O representante da Plataforma Interamericana pelos Direitos Humanos, Democracia e Desenvolvimento (PID), Pierre Roy, disse que as condições em que Cadena se encontra serão informadas a outros integrantes da entidade. Sediada em Cochabamba, a PID é ligada às Organizações dos Estados Americanos (OEA).
‘‘Levaremos nosso relatório à OEA e pediremos à Justiça brasileira para que solucione o caso o mais rápido possível’’, comentou Roy, padre haitiano que trabalha no Brasil há oito anos. Ele destacou que não há motivos para manter o representante das Farc detido, já que não existem documentos que provem o envolvimento de Cadena em atentados ocorridos na Colômbia. ‘‘Ainda não vimos o mandado de prisão ou algum dos processos. Se estes papéis existem, por que ainda não foram apresentados?’’, questiona.
Roy destaca ainda que o único documento conhecido foi enviado pela embaixada brasileira em Bogotá. A carta possui, em anexo, apenas um currículo do acusado. A Folha teve acesso ao ofício 261/00, documento citado pelo padre haitiano. Nele, o policial Especial Ronaldo Urbano solicita à coordenadora de Inteligência da Polícia Federal de Brasília, Mariam Ibrahim, que prenda Cadena, mesmo ‘‘não estando de posse do mandado de prisão’’, que seria enviado em breve.

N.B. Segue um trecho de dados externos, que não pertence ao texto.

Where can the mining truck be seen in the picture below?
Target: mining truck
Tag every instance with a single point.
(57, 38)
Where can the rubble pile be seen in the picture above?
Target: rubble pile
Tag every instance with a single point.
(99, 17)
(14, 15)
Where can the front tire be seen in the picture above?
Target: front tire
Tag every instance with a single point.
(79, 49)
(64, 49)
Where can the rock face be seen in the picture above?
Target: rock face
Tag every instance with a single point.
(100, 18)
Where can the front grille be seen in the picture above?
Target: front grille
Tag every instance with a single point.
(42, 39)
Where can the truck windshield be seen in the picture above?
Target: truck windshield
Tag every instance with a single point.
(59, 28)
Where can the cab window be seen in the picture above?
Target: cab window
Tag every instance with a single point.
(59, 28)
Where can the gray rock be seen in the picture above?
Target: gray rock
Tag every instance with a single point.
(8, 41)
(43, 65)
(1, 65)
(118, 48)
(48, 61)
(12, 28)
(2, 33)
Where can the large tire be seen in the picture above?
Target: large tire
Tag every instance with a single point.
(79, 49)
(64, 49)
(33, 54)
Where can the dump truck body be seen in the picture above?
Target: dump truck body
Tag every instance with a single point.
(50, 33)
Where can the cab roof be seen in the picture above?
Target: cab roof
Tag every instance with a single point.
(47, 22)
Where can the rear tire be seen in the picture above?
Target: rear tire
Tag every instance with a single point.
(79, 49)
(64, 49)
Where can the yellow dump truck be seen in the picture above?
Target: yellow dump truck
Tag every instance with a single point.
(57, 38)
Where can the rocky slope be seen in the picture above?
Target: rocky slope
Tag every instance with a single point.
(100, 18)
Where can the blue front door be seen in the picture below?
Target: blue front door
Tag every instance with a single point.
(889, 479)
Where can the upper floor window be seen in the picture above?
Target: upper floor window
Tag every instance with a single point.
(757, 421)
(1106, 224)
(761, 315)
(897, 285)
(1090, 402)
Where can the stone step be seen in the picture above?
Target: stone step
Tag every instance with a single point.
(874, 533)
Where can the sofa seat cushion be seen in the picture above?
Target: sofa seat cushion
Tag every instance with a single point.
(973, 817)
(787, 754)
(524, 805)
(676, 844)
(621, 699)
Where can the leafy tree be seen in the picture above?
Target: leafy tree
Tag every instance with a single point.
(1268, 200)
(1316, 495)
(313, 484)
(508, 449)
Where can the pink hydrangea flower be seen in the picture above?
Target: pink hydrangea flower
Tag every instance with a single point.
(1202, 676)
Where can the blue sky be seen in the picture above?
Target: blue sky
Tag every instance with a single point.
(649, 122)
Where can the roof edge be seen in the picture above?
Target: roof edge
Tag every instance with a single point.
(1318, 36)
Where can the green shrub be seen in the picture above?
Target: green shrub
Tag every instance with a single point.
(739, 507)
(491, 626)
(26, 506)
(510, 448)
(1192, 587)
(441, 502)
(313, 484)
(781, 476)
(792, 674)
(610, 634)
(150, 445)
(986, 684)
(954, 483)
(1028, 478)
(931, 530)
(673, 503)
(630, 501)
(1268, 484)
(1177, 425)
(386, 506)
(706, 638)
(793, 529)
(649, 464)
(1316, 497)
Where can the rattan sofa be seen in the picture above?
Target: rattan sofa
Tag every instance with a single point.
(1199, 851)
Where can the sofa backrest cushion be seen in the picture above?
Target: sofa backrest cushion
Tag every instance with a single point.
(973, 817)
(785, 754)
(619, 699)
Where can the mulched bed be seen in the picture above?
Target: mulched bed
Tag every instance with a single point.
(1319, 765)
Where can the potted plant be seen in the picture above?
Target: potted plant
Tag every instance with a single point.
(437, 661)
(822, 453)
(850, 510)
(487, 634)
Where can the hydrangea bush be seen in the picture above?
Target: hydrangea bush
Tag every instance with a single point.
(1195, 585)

No texto, é comentada a visita de um integrante do Serviço de Inteligência para Delitos Especiais da Polícia Nacional Colombiana, coronel Janio León Riaño. Apesar de confundir o pseudônimo de Cadena (conhecido no Brasil como Olivério Medina) chamando-o de Camilo Lopez, no documento o coronel Riaño afirma aos representantes da embaixada ‘‘que o suspeito teria cometido crimes de sequestro e homicídio.’’
Considerado o relações públicas das Farc no Brasil, Cadena foi preso no momento em que tentava renovar o visto. Na delegacia, ele ficou sabendo que um pedido de prisão e deportação já havia sido determinado pela Justiça Federal no dia 13 de setembro deste ano.
O ex-padre continua negando qualquer envolvimento nos crimes citados pelas autoridades da Colômbia. Ele disse ainda que mantém residência fixa em Medianeira (65 km de Foz) e que ministra palestras em todo o País sobre a revolução.